Deux mois aujourd’hui qu’ils squattent, pacifiquement, la Cité de l’Immigration dans l’attente du récépissé qui leur avait été promis le 18 juin 2010. Tard dans la nuit, ils avaient levé le siège des marches de l’opéra Bastille. Ce sont les 6 804 travailleurs sans papiers en grève depuis plus d’un an. Travailleurs qui cotisent pour la sécurité sociale mais ne tombent jamais malade, qui paient pour les retraites, qui s’acquittent de leurs impôts mais qui se cachent. Main d’œuvre disponible, flexible, bon marché, soumise à des cadences infernales, à des conditions de sécurité souvent minimales. Selon Francine Blanche, porte-parole de la CGT, « cette lutte aide à casser la descente infernale vers le bas que nous connaissons actuellement, la course au dumping social qui se pratique en Europe. Il faut un immense courage pour dire "Stop !". Les métiers pénibles ne doivent pas être les plus mal considérés. Dans leur lutte, ces travailleurs aident tout le monde et contribuent à améliorer notre marché du travail. »

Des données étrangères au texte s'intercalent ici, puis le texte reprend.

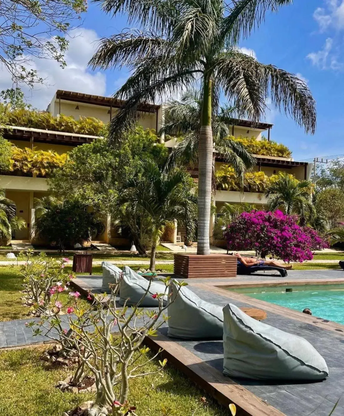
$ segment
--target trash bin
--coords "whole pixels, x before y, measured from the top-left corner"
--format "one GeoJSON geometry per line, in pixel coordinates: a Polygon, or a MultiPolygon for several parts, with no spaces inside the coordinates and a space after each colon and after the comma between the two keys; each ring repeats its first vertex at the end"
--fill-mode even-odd
{"type": "Polygon", "coordinates": [[[93,256],[88,253],[74,254],[73,256],[72,270],[74,273],[89,273],[92,274],[93,256]]]}

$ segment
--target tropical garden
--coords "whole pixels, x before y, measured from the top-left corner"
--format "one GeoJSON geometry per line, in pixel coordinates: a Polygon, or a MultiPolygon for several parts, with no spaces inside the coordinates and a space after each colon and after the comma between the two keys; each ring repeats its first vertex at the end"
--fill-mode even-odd
{"type": "MultiPolygon", "coordinates": [[[[343,190],[338,166],[329,170],[322,188],[320,179],[315,187],[286,174],[268,177],[252,171],[254,155],[290,157],[289,150],[231,134],[235,118],[255,122],[263,118],[268,98],[306,133],[314,132],[315,104],[306,84],[237,47],[267,12],[289,0],[247,0],[231,7],[221,0],[99,2],[105,12],[125,13],[130,24],[145,28],[102,40],[90,61],[93,68],[124,65],[131,71],[115,94],[125,104],[108,127],[94,119],[58,119],[12,103],[2,107],[5,129],[22,126],[97,136],[62,155],[19,149],[1,139],[3,171],[49,178],[49,196],[35,201],[35,238],[64,251],[101,234],[104,215],[110,215],[113,228],[130,236],[140,255],[149,251],[153,271],[162,236],[175,220],[185,228],[186,242],[197,238],[198,254],[209,254],[211,198],[217,189],[262,193],[268,202],[266,210],[239,204],[221,208],[216,230],[230,249],[302,262],[328,246],[327,222],[335,230],[333,240],[340,241],[337,226],[344,211],[337,199],[343,190]],[[161,131],[138,126],[138,107],[167,94],[181,98],[167,103],[161,131]],[[221,106],[224,98],[230,105],[221,106]],[[160,143],[161,134],[176,138],[170,153],[160,143]],[[219,169],[216,154],[224,161],[219,169]],[[198,181],[189,173],[197,166],[198,181]]],[[[84,5],[72,6],[80,12],[84,5]]],[[[22,224],[12,201],[2,198],[0,234],[8,238],[22,224]]],[[[26,327],[37,339],[45,335],[54,344],[2,353],[4,414],[235,414],[235,406],[219,406],[144,344],[145,337],[155,335],[168,319],[162,300],[170,278],[162,280],[164,292],[152,296],[157,306],[152,311],[140,308],[140,302],[118,307],[122,276],[111,288],[106,308],[101,296],[83,297],[72,290],[75,276],[66,257],[29,253],[22,265],[2,268],[1,290],[9,296],[2,298],[0,319],[39,317],[28,319],[26,327]]],[[[100,267],[97,271],[101,274],[100,267]]],[[[179,282],[178,291],[184,284],[179,282]]]]}

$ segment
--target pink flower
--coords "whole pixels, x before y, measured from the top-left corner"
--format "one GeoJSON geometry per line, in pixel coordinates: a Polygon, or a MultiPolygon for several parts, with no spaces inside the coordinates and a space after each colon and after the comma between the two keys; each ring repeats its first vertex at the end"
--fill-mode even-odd
{"type": "Polygon", "coordinates": [[[57,286],[54,286],[53,287],[52,287],[49,291],[50,295],[54,295],[54,293],[56,293],[57,288],[57,286]]]}
{"type": "Polygon", "coordinates": [[[80,296],[80,294],[78,292],[71,292],[69,293],[69,296],[72,296],[73,297],[75,297],[76,299],[77,299],[78,297],[80,296]]]}

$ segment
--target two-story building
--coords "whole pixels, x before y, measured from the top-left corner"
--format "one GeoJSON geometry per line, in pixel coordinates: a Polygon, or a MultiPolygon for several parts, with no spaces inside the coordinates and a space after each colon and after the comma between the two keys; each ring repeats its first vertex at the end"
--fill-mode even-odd
{"type": "MultiPolygon", "coordinates": [[[[118,111],[120,104],[118,100],[111,97],[58,90],[47,111],[55,117],[60,114],[73,116],[76,119],[80,116],[93,117],[107,123],[118,111]]],[[[145,129],[158,131],[164,122],[163,107],[159,105],[147,105],[140,108],[139,111],[140,124],[145,129]]],[[[231,126],[231,133],[234,137],[253,137],[257,141],[262,139],[264,133],[267,140],[270,140],[272,127],[272,124],[267,123],[253,124],[246,120],[236,120],[231,126]]],[[[59,154],[70,151],[74,146],[90,143],[96,137],[16,126],[11,126],[10,128],[5,130],[4,135],[5,138],[18,147],[34,148],[37,150],[52,150],[59,154]]],[[[173,147],[175,145],[174,139],[165,141],[163,136],[160,141],[168,147],[173,147]]],[[[256,155],[256,157],[257,162],[254,171],[263,171],[269,176],[279,171],[287,171],[300,180],[309,179],[310,177],[311,164],[295,161],[291,158],[261,155],[256,155]]],[[[223,163],[221,155],[217,156],[216,168],[219,168],[223,163]]],[[[191,173],[196,177],[197,168],[191,173]]],[[[34,221],[34,198],[47,194],[48,186],[46,179],[44,178],[34,177],[27,174],[18,175],[7,173],[6,174],[0,175],[0,188],[6,190],[7,197],[17,204],[17,215],[24,218],[27,223],[27,228],[17,232],[13,237],[19,240],[28,240],[34,221]]],[[[217,191],[213,199],[217,212],[226,202],[247,202],[258,206],[266,203],[263,195],[258,192],[217,191]]],[[[211,227],[214,219],[213,217],[211,227]]],[[[106,223],[108,228],[108,218],[106,223]]],[[[209,230],[209,235],[211,236],[212,233],[211,229],[209,230]]],[[[176,230],[174,234],[174,242],[182,242],[182,230],[176,230]]],[[[107,229],[102,238],[107,242],[109,235],[109,230],[107,229]]]]}

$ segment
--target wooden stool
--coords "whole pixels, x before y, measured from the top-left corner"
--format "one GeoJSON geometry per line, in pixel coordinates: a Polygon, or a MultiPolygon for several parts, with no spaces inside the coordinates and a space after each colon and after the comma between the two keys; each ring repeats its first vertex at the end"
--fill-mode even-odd
{"type": "Polygon", "coordinates": [[[265,311],[262,309],[258,309],[258,308],[246,308],[241,307],[243,312],[245,312],[246,315],[250,316],[251,318],[256,319],[257,321],[263,321],[266,319],[267,314],[265,311]]]}
{"type": "Polygon", "coordinates": [[[91,254],[74,254],[73,256],[72,271],[75,273],[85,273],[92,274],[92,261],[93,256],[91,254]]]}

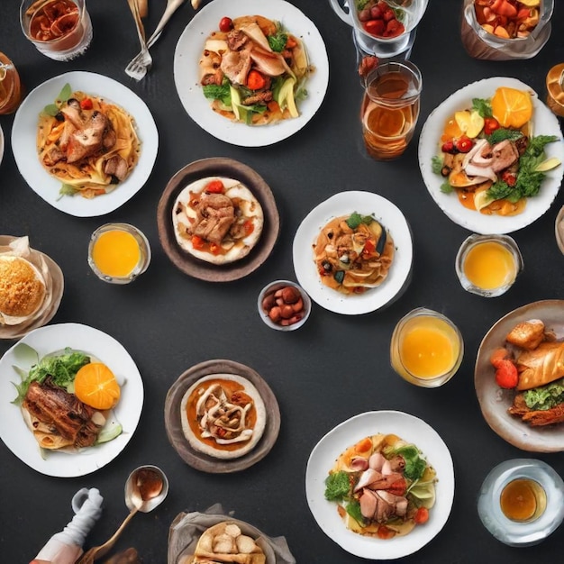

Le hall de la Cité de l’Immigration, lieu hautement symbolique, s’est transformé en dortoir permanent. Depuis peu, la direction du musée a demandé aux grévistes de libérer la grande salle aux murs couverts de fresques à la gloire de la colonisation, durant la journée. L’attente, ils ne brandissent que cette arme pour défendre leur cause. De longues journées de désoeuvrement ou à constituer des dossiers avec les syndicats et les associations qui les soutiennent, et toujours l’attente… du fameux récépissé qui leur permettra de circuler et travailler pendant trois mois.
« Ce mouvement à des choses à nous apprendre, ne serait-ce que sur la détermination. C’est la première grève d’intérimaires en France. Et il y a là-dedans une pépinière de militants syndicalistes. Ils ont appris à débattre, à constituer des dossiers, ils ont fait bouger l’opinion », affirme Antoinette Lorenzi, fondatrice d’un comité de soutien très actif à Montreuil (93). Sans papiers, eux qui étaient voués à l’ombre et au silence, ces travailleurs se sont organisés pour parler. Cette si longue grève est le combat d’hommes debout, dignes. Non pas des victimes mais des héros.